El ahora preso integraba una comunidad mermada, formada últimamente por tres franciscanos desde que la orden se hizo cargo del santuario de Santa María a Real do Cebreiro en sustitución del párroco casi ciego que había antes. Según personas próximas a la comunidad, sus compañeros, que hace varios meses eran más, “no habían notado nada”: "Están impresionados, dicen que es vomitivo", aseguran. Todos ellos compartían un piso en Pedrafita, y quizás lo que más les llamaba la atención de José Quintela era “el sueño que siempre tenía”: en casa “dormía casi todo el tiempo, andaba como aletargado y sin energía”, cuentan. Por lo demás, todo era normal e incluso destacaba por su capacidad para “sintonizar con los niños”. No oficiaba ceremonias religiosas, pero se encargaba muchas veces de gestionarlas y cobrarlas.

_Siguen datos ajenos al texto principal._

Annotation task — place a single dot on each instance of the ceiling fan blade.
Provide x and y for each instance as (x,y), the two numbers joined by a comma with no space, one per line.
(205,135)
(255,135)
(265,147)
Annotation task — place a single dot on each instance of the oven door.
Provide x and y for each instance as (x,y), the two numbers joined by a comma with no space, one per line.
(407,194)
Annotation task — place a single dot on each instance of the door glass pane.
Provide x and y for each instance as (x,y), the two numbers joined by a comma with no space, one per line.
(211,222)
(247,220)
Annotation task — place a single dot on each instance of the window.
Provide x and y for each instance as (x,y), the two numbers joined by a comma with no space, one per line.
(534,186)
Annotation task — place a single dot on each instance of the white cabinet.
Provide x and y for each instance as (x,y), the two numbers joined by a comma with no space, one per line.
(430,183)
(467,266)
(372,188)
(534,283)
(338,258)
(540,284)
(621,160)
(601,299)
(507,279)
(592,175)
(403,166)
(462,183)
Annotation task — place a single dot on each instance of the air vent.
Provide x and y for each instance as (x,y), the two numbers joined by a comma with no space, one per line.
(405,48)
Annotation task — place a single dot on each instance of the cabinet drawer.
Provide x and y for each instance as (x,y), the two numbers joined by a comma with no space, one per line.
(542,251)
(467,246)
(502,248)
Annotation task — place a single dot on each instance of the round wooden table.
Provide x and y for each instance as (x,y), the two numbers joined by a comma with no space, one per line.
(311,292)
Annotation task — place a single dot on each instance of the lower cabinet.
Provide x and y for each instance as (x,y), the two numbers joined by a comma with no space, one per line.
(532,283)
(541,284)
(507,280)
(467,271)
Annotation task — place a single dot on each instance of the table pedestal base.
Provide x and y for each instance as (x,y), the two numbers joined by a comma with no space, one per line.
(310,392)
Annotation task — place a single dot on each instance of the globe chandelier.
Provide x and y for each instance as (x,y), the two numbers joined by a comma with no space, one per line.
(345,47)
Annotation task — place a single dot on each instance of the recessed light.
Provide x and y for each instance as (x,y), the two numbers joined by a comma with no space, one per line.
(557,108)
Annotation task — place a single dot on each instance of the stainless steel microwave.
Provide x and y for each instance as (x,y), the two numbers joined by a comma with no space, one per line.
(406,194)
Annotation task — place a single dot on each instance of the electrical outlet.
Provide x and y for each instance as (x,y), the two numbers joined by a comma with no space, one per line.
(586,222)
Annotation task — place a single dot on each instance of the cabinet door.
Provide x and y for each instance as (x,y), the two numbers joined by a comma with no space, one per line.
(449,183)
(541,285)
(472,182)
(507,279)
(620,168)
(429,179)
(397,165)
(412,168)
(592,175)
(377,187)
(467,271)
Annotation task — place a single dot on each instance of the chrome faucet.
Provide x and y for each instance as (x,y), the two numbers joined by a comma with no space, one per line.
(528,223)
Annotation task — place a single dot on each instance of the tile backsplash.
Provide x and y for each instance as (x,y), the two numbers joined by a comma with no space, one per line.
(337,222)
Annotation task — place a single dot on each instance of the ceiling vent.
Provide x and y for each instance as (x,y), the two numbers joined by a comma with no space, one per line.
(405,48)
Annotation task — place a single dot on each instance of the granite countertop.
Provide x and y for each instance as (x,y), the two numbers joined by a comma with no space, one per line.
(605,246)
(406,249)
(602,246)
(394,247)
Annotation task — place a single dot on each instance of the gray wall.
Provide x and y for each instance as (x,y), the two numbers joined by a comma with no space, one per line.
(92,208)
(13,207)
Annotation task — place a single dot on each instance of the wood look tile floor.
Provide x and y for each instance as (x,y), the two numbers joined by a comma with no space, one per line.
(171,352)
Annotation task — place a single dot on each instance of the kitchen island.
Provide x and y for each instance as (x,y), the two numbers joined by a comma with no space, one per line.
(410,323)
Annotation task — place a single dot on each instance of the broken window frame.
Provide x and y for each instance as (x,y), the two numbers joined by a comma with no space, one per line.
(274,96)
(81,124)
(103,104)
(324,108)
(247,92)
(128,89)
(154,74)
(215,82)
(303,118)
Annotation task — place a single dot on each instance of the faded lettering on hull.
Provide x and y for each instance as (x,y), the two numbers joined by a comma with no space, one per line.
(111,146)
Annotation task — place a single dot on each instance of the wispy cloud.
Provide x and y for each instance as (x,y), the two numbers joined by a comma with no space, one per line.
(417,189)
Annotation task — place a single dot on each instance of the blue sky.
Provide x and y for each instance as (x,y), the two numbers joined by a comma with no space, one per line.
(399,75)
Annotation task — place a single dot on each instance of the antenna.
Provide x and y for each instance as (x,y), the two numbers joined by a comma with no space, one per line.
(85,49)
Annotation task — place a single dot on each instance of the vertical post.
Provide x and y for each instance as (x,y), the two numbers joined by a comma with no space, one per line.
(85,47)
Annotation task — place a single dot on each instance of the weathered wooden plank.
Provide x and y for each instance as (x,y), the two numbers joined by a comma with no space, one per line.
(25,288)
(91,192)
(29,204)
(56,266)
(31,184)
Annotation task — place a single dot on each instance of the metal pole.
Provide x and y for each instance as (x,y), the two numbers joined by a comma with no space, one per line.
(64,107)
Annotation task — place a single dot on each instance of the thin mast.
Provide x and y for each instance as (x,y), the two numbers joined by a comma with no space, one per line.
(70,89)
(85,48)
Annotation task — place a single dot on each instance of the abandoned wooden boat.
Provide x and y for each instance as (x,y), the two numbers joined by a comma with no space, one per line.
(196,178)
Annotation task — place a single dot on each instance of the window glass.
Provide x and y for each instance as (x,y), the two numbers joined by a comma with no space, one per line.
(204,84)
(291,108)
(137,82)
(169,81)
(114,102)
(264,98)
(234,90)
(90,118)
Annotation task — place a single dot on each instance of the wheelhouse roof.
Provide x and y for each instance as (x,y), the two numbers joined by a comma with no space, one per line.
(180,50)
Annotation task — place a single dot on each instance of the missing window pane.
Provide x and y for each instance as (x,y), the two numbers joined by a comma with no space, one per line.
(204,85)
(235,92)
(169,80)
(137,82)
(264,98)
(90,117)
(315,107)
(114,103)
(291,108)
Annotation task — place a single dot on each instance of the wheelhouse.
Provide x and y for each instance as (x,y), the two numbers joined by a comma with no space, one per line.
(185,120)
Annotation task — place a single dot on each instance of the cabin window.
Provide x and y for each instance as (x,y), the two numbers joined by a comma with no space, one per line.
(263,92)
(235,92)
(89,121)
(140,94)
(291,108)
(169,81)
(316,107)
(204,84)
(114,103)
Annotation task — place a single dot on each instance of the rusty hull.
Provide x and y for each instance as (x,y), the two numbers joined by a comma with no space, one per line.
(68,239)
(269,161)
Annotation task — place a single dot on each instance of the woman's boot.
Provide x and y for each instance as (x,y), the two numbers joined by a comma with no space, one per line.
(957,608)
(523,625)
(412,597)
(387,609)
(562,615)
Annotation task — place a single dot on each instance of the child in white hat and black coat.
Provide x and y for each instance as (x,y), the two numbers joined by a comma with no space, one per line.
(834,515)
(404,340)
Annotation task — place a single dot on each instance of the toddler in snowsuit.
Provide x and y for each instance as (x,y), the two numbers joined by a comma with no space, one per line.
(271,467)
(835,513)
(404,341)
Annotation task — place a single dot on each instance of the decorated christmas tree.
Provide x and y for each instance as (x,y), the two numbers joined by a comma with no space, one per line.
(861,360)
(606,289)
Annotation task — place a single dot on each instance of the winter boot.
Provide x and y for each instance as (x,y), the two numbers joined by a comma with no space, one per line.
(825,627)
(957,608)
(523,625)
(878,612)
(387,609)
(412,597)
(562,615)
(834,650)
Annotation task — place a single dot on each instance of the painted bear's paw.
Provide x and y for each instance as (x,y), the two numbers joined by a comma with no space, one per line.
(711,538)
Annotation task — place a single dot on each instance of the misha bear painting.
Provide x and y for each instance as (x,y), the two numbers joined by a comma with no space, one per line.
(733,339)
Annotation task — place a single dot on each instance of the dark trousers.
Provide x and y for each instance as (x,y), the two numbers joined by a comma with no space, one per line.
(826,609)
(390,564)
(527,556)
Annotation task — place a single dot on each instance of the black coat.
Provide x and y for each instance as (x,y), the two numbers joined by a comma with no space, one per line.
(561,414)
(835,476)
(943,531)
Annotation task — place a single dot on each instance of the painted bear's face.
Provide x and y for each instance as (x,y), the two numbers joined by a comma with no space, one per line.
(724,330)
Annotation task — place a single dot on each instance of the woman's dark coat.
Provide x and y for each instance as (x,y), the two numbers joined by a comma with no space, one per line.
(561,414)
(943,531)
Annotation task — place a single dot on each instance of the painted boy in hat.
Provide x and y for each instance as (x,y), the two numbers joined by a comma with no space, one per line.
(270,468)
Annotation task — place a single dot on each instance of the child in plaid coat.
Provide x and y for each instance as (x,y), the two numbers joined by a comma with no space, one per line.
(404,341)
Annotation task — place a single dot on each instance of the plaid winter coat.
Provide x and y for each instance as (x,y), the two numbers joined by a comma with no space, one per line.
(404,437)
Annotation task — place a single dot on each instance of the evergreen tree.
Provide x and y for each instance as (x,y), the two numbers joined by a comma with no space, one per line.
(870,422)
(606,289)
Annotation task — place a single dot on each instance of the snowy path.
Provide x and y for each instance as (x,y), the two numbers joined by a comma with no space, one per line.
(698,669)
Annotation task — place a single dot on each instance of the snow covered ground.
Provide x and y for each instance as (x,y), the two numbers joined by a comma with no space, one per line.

Una vez que ayer trascendió la noticia, no se hicieron esperar las reacciones de la Iglesia católica en Galicia. El Obispado de Lugo, del que depende esta parroquia, habla de “vergüenza”, mientras que la Provincia Franciscana de Santiago expresa su “gran perplejidad, dolor y consternación”. “En ningún caso hubiéramos podido imaginar en el hermano los supuestos comportamientos de los que está acusado”, aseguró José Antonio Castiñeira, ministro provincial de la orden, que conocía desde el lunes la detención pero guardó silencio. “Deseamos expresar, en cualquier caso, nuestro hondo pesar por esta grave situación y nuestro más profundo rechazo hacia los presuntos delitos que han sido objeto de denuncia. Pesar y rechazo que son, si cabe, más intensos por la condición religiosa del imputado, que añade a la grave ofensa a las víctimas, la ofensa a Dios y a sus hermanos de fraternidad”, señaló el superior de la orden en un escrito hecho público por el Arzobispado de Santiago.

“Ofensa a Dios y a las víctimas”

El Obispado de Lugo anunció ayer a primera hora, antes de que Quintela pasase a disposición judicial e ingresase en la cárcel de Bonxe, que prohibía de manera cautelar su presencia en las parroquias de la unidad pastoral de O Cebreiro, así como “cualquier otro tipo de colaboración en el territorio diocesano”. En un comunicado, la diócesis lucense puntualizaba que los hechos jamás fueron denunciados ante el gobierno eclesial: “No se había recibido” en el Obispado de Lugo “ninguna clase de denuncia o aviso sobre las presuntas actuaciones que se le imputan”. Y a continuación se apresuraba en aclarar que “aunque residía en la comunidad franciscana instalada en Pedrafita do Cebreiro, este hermano, que no es sacerdote, no tenía encomendado ningún oficio eclesiástico por la diócesis”.

El obispado que preside Alfonso Carrasco Rouco admite la “gravedad” de los hechos y “manifiesta” su “cercanía con las víctimas y personas que pudieran estar afectadas por este pecado y delito, si así se confirma”. Porque “cualquier abuso es una ofensa a las víctimas y a Dios” y “produce profundo sufrimiento y vergüenza”.